Not too long or far ago,
There lived a happy ooblio...
And so starts the poem, which I first read over thirty years ago, written by someone I haven't seen in over twenty years. And a lot has happened since then, and almost nothing has happened since then. Such are the vagaries of life, especially when you don't happen to be Jimmy Carter. The former President was on the Daily Show not too long ago, talking about his latest book and all the furniture he's been turning out and his latest initiatives and Habitat for Humanity and...
And I was wondering whether or not I'd ever finish replacing the molding in the house or whether I'd paint the bedroom this year. Some people get as much done in a day as the rest of us accomplish in a year, and I'm beginning to think that people like me exist so that other people who aren't like Jimmy Carter won't feel nearly as bad. Or it could just be that I need to accomplish more.

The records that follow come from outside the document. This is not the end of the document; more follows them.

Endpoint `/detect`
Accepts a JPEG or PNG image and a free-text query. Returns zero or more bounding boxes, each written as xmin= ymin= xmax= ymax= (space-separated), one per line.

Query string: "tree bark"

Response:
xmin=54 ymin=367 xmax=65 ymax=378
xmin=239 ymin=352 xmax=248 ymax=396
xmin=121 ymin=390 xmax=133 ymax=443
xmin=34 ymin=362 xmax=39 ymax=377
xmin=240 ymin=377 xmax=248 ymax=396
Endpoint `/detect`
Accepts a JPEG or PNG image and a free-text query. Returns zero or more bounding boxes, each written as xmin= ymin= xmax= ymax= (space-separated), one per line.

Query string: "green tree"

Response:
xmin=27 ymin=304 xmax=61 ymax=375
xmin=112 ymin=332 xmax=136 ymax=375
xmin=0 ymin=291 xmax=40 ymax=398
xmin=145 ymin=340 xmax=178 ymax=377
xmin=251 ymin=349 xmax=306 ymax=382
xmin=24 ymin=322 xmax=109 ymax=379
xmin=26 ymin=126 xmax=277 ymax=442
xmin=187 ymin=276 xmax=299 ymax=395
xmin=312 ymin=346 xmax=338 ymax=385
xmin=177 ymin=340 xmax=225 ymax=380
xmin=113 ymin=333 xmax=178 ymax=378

But back in the day of the ooblio, when my thirties were still ahead of me, everything was still possible and I had a lifetime to achieve my dreams. And grand dreams they were, dreams of songwriting and rock-and-roll bands and fame and fortune and even artistic fulfillment. And it didn't matter so much what other people thought of the time I spent hunched over a piano keyboard or plucking some silly series of notes on a guitar because I was an artist, damn it!
But now there are responsibilities and things to do and places to go and people to pick up and ferry and meals to cook and there's really just this short period before the coffee when I don't have to do anything, but composing is a solitary act and there's people around and even after they're gone it's not something I really do anymore.
But back then... before cell phones, before I had to have a color tv and Internet and a dishwasher and even a car, there was me and a bass guitar and an acoustic guitar and, thanks to an ooblio-writing lady, a piano. There was a world, a colorful world of whatever size and shape and flavor I chose, that I could summon anytime with little more than a chord or two and the few notes my non-piano-playing fingers could manage, and I should probably have stayed there longer or gone in further. But I hadn't quite figured out how to work everything, what the rules to the game were, which path had the most promise. And now, that seems to have been such a long time ago.
Or used to seem to have been such a long time ago. Now, I can remember 1941 Dodges, Ramblers, Saturday nights at a bar called the Last Chance Saloon and a band called Martha Valez and... well, and somebody. And Innisfree gardens and some enterprising soul impersonating a park official telling us that there was an entrance fee, even though there wasn't and he didn't have a badge or even a uniform. And there was magic in the air.
And ooblios, not too long or far ago.